NLP-Ready Journals.

This code download fulltext journal articles as XML and parses them into title, abstract, methods and results sections as text without markup. Suitable for ingestion into machine learning programs.

147 Journals with over 200 ISSN numbers are recognised.

You will probably need to run this code within a university subnet/VPN to allow the university library subscription to give you access to the full text of these journals.

Install required python libraries with:

pip install -r requirements.txt

First we must create a CSV file containing the pubmed IDs that we are interested in. Then we collect some metadata such as DOI, PMCID, ISSN, TITLE etc. with:

# use 'python -m nlpready --help' for help
python -m nlpready journals --sleep=2. --email={your@email} {csvfile}

Here csvfile is a CSV file that contains a list of PubMed IDs that we want. You can specify the column with the option --col (default is the first column 0).

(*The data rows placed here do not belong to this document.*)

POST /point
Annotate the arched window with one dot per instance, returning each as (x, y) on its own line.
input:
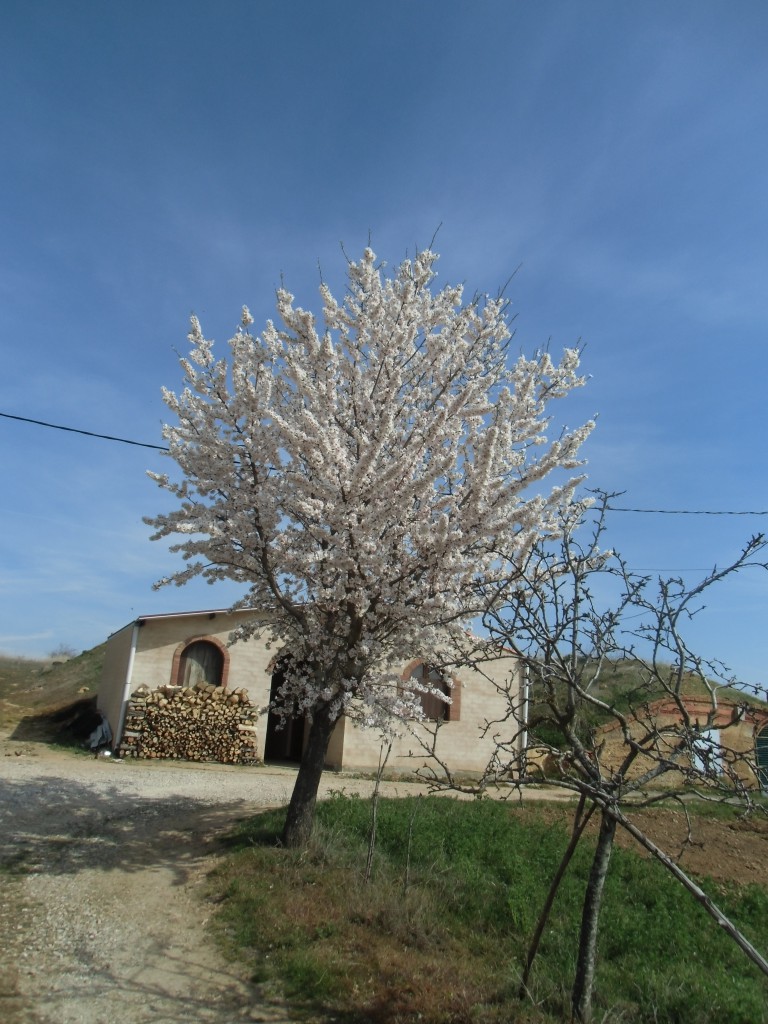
(202, 662)
(433, 707)
(761, 756)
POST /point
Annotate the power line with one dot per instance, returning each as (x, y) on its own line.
(88, 433)
(612, 508)
(161, 448)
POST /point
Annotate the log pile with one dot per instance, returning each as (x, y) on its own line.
(198, 723)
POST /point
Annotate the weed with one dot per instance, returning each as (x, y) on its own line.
(446, 948)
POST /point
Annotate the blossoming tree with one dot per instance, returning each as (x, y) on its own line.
(359, 477)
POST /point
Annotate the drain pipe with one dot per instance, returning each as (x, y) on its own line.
(127, 686)
(524, 717)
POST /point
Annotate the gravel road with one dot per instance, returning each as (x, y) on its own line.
(101, 909)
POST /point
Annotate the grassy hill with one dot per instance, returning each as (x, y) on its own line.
(42, 698)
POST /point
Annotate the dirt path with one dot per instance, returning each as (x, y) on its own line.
(102, 869)
(101, 912)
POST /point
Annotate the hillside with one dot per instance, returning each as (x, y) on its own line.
(45, 698)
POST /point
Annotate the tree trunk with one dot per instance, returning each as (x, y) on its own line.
(580, 823)
(300, 816)
(585, 974)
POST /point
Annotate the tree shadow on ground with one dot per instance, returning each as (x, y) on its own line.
(59, 826)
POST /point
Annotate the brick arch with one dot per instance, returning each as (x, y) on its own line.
(453, 711)
(202, 638)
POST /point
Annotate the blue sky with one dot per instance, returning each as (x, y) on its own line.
(173, 157)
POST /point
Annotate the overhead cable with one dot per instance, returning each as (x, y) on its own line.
(161, 448)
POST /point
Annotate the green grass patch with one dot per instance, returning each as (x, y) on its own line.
(439, 932)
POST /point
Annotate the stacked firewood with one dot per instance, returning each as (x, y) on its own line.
(197, 723)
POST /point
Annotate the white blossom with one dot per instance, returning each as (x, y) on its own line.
(360, 475)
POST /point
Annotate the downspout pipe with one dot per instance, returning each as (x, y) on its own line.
(127, 685)
(524, 719)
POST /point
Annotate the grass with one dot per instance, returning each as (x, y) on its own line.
(438, 934)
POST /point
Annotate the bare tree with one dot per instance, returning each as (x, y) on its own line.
(619, 710)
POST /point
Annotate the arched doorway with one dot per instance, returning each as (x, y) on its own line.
(761, 757)
(285, 732)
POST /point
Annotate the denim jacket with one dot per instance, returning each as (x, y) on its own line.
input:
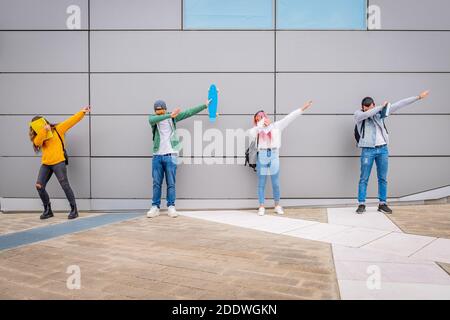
(375, 117)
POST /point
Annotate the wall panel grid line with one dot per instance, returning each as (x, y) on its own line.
(99, 165)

This will query the "https://ncbi.nlm.nih.gov/pubmed website so the --sleep=2. key ensures that it is not hit too rapidly. This will avoid you being blocked but will take sometime (e.g. 2 x #papers secs) so go get a coffee.

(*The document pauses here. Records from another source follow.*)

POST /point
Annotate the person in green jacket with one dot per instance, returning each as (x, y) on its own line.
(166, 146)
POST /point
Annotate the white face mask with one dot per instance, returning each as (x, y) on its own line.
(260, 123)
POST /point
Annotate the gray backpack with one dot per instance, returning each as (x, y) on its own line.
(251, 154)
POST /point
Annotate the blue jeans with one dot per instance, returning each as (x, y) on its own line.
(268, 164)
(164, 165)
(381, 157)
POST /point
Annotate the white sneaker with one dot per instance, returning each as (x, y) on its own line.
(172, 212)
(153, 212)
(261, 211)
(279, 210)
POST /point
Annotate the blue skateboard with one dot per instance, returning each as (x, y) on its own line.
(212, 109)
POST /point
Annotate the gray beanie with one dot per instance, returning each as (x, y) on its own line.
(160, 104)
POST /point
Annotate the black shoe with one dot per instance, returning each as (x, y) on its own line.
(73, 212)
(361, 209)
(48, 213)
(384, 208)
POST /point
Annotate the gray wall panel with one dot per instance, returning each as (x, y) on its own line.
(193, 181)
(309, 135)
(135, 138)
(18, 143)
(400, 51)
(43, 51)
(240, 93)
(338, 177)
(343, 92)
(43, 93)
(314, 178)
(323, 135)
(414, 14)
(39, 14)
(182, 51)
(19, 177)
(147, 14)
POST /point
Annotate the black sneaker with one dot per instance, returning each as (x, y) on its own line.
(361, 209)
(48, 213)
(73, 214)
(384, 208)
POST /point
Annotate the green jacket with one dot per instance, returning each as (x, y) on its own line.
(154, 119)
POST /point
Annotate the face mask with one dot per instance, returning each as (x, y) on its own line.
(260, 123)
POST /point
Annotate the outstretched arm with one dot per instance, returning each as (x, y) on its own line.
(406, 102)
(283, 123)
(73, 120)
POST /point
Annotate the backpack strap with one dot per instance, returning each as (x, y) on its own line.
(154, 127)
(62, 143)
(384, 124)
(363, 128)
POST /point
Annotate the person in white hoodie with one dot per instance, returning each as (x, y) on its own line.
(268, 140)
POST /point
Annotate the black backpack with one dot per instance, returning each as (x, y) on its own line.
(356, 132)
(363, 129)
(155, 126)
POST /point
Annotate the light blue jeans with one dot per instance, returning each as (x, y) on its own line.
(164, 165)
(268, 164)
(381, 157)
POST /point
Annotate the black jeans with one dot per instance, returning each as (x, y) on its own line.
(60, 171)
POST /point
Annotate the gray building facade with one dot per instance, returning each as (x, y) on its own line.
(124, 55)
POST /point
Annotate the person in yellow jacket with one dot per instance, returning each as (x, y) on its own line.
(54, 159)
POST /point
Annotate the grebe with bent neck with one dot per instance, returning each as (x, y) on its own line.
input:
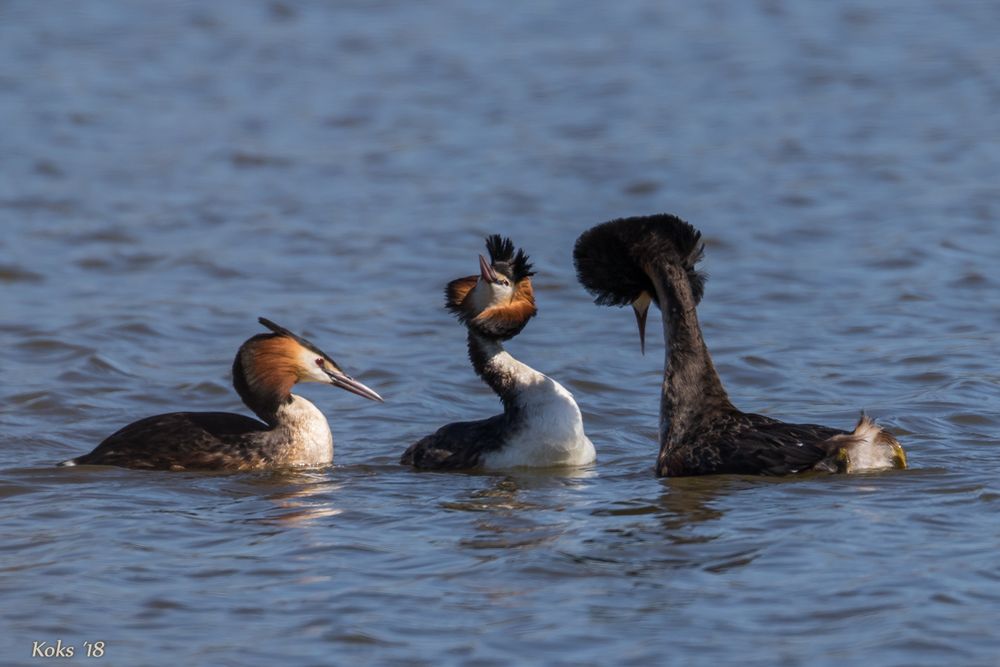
(541, 424)
(293, 433)
(643, 260)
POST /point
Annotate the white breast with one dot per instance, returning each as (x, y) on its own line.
(307, 440)
(550, 430)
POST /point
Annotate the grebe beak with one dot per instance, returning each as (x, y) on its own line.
(641, 308)
(486, 271)
(350, 384)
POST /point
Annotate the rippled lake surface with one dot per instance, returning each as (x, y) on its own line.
(171, 171)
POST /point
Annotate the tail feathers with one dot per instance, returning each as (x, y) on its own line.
(869, 447)
(612, 258)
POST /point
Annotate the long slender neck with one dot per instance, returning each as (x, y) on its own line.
(503, 373)
(692, 390)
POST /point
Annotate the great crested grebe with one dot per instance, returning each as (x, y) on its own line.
(294, 432)
(652, 259)
(541, 423)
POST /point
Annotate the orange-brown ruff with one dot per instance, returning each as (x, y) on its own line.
(636, 261)
(541, 423)
(293, 432)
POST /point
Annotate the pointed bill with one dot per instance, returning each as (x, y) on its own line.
(353, 386)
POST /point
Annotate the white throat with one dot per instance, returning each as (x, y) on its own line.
(548, 429)
(304, 437)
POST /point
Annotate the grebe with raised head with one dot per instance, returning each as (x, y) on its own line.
(541, 424)
(652, 259)
(293, 433)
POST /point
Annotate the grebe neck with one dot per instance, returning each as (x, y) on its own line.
(504, 374)
(692, 390)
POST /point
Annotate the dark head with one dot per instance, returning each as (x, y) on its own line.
(499, 301)
(267, 366)
(614, 259)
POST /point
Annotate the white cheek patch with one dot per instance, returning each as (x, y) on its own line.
(486, 295)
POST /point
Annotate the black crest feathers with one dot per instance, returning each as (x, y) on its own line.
(282, 331)
(504, 259)
(612, 258)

This generates a metafile nlpready-journals.csv (see the --out option). It is a CSV file that will form the basis for everything that follows. It contains the DOIs that will allow us to find the document on the web. Pubmed IDs that are either incorrect or unknown to NCBI will have an ISSN column set to "missing-issn".

NLP-ready uses ISSN numbers to determine which code to use to download and process the journal text.

You can stop and restart this command as you like; it checks for pmids that are already done.

Next (optionally) edit the nlpready/config.py and alter the variables there. Specifically we need JCSV to point to the newly created metafile.

We can then download the fulltext with:

python -m nlpready download --sleep=10. --mx=0 --mod=-cell

This will also take some time :). Here we are excluding the cell module (see ScienceDirect section below).

Documents are stored in {DATADIR}/xml_<ISSN>/<PMID>.html. If the download "fails" a stub file is stored in {DATADIR}/failed_<ISSN>/<PMID>.html to prevent subsequent attempts to redownload the document. This means that you can stop/restart the download at will.

ScienceDirect

ScienceDirect Journals require the use of selenium and chromedriver. (Since the content is delivered as a json blob that is used to generate the final DOM with javascript)

python -m pip install selenium

Download chromedriver from here and place the excutable in your PATH.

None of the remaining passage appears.